The Type III SS from the RANDOM statement with the TEST option shows a non-significant contribution from the VARIETY*SPACING interaction (F=0.74, p-value 0.4324). The VARIETY effect (F=16.27, p-value 0.0021) is statistically significant, whereas the SPACING main effect (F=5.76, p-value 0.0660) is only marginally significant. Note that the error terms for the VARIETY and SPACING main effects and interaction use linear combinations of PLANT(VARIETY*SPACING) and ERROR mean squares. This follows from the complex set of expected means squares that result in analysis of covariance.

It might seem that it would be simpler to assume from inspection of the analysis of covariance sources of variance that PLANT(VARIETY*SPACING) is the proper error term for VARIETY, SPACING, and VARIETY*SPACING and use the statement

test h=variety spacing variety*spacing
   e=plant(variety*spacing);

in place of the RANDOM statement. If you do this, the resulting test statistics will be affected and there is the possibility of drawing erroneous conclusions. Now consider the results obtained using PROC MIXED.

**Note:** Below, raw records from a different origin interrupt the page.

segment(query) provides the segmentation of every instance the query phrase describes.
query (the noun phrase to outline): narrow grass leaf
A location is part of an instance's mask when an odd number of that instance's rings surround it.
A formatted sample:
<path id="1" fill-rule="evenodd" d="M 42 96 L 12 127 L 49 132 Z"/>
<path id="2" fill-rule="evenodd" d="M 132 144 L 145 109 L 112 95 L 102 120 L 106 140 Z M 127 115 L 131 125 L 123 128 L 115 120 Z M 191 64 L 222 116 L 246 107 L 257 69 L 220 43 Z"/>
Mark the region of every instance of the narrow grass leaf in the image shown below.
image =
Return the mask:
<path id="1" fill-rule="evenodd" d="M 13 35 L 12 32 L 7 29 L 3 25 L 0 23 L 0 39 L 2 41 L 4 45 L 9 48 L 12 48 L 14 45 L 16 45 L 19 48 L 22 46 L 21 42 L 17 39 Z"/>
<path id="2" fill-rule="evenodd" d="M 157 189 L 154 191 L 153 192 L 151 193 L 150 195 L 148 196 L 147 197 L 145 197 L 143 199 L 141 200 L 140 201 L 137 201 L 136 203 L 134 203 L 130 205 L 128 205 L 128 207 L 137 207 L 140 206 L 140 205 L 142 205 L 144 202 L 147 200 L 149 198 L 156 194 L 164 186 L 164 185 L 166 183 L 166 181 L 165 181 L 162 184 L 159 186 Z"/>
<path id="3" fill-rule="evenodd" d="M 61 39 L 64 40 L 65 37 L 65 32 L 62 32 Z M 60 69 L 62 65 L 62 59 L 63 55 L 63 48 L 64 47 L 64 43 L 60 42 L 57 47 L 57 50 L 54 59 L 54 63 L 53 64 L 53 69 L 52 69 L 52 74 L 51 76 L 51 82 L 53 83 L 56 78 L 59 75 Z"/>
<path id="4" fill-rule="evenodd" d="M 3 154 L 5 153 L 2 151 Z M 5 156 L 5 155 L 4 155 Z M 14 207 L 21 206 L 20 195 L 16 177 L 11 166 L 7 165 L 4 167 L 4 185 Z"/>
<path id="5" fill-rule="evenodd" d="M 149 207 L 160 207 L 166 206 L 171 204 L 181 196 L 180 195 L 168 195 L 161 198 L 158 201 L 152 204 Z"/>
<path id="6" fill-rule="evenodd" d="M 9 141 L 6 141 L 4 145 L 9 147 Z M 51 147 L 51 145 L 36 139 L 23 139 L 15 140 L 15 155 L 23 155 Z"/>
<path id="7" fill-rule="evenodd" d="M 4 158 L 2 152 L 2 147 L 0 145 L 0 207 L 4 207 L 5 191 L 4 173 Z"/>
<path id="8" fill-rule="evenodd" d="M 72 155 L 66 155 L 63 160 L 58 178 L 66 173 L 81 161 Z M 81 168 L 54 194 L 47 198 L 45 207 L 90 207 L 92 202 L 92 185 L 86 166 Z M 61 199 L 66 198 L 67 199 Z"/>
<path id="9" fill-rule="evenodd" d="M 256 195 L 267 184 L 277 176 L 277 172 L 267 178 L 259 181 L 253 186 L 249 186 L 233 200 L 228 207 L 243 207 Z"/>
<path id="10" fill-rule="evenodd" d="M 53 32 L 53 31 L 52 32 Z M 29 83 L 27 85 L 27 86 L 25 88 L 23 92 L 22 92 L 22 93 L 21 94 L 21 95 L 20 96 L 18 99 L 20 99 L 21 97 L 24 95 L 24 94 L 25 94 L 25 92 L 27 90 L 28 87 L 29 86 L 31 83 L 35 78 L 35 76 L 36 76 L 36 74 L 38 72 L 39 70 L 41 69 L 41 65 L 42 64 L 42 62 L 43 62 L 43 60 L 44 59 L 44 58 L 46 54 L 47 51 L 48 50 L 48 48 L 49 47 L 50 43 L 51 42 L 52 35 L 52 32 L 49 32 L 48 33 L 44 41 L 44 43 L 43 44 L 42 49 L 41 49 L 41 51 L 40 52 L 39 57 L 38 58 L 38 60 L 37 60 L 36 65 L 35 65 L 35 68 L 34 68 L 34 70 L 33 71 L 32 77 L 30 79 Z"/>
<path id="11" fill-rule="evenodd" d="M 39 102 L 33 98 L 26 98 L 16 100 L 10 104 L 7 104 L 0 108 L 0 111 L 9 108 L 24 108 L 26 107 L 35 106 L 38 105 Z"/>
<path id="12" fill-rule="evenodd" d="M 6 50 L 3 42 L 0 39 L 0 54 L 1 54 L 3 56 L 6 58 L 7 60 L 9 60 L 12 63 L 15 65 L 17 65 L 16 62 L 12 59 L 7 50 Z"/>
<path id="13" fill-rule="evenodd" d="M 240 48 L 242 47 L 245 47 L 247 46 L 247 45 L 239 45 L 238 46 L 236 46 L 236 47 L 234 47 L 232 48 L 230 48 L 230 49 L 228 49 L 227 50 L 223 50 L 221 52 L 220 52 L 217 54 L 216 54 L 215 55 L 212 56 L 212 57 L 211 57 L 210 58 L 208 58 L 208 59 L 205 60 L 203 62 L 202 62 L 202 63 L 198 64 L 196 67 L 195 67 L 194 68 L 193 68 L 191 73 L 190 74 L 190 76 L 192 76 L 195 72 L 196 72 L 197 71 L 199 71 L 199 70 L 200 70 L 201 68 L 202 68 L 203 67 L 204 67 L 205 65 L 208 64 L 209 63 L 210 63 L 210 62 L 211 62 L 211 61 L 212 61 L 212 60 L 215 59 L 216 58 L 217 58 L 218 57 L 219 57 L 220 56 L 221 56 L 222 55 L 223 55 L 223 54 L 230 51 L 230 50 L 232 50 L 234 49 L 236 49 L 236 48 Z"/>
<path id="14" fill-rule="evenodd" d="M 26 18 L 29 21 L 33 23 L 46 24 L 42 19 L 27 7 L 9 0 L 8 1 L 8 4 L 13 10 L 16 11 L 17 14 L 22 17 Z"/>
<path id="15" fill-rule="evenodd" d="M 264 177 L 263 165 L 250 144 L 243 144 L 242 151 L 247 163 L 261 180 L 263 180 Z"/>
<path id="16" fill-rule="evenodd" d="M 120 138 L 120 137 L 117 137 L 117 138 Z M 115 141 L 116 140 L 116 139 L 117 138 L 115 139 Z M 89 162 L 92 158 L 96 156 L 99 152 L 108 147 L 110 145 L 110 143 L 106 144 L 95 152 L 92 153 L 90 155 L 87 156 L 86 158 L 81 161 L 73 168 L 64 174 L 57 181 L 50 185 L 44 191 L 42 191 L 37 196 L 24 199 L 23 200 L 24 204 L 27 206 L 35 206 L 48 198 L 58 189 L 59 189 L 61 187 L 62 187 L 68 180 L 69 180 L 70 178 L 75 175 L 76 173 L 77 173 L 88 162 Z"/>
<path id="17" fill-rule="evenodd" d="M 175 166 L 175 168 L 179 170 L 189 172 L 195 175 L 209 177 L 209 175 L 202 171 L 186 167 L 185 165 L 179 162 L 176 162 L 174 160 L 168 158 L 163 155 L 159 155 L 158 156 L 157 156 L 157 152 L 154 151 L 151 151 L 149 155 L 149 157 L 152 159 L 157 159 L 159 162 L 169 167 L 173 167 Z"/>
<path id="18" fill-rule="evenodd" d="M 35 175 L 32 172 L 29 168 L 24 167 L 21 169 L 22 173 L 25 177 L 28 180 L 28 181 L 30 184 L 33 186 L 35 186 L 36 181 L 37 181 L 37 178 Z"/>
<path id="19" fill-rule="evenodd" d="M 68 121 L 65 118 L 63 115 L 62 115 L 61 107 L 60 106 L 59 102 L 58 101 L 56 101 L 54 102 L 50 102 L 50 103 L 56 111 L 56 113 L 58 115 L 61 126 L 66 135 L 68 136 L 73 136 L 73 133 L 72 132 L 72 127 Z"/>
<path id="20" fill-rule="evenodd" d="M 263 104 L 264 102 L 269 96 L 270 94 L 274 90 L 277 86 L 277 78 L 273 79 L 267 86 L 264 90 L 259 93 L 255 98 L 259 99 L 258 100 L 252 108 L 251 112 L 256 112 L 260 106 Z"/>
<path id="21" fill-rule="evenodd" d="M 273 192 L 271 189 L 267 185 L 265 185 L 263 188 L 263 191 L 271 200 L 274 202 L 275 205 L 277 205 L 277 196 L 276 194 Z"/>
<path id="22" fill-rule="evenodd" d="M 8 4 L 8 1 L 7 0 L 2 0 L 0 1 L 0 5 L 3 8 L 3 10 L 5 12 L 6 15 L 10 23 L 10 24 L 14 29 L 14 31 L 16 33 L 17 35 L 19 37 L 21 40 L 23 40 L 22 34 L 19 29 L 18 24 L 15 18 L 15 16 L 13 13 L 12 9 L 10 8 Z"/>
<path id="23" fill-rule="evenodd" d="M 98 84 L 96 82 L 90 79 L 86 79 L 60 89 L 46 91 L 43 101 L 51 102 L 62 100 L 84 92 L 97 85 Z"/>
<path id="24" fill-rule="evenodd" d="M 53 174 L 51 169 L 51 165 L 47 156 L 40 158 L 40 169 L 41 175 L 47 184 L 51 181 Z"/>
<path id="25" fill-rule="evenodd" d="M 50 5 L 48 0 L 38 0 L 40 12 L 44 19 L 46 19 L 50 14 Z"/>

Output 7.19 Analysis of Covariance Results Using PROC MIXED

Covariance Parameter Estimates
 
Cov Parm Estimate
 
plant(variet*spacin) 0
Residual 0.04995
 
Solution for Fixed Effects
 
          Standard      
Effect variety spacing   Estimate Error   DF   t Value  Pr > |t|
 
Intercept        -0.3210 0.1078 4 -2.98 0.0408
bollwt        0.3041 0.01990 40 15.28 <.0001
variety 37      0.4671 0.09351 4 5.00 0.0075
variety 213      0 ⋅  ⋅     ⋅       
spacing      30 0.3013 0.09720 4 3.10 0.0362
spacing      40 0 ⋅  ⋅     ⋅       
variety*spacing 37    30 -0.1844 0.1350 4 -1.37 0.2436
variety*spacing 37    40 0 ⋅  ⋅     ⋅       
variety*spacing 213    30 0 ⋅  ⋅     ⋅       
variety*spacing 213    40 0 ⋅  ⋅     ⋅       
 
Type 3 Tests of Fixed Effects
 
  Num Den    
Effect DF DF F Value Pr > F
 
bollwt 1 40 233.51 <.0001
variety 1 4 18.21 0.0130
spacing 1 4 9.68 0.0358
variety*spacing 1 4 1.87 0.2436

Compared to Output 7.18 for PROC GLM, the exact parameter estimates and F-values differ somewhat. This is partly because PROC MIXED recovers information from the random-model effects, similar to the recovery of interblock information for incomplete-blocks designs discussed in Chapter 4, and partly because the variance component estimate for PLANT(VARIETY*SPACING) is zero. MIXED’s default option for computing F-values in the presence of zero or negative variance component estimates is somewhat different than the F-ratios derived from the expected mean square by PROC GLM.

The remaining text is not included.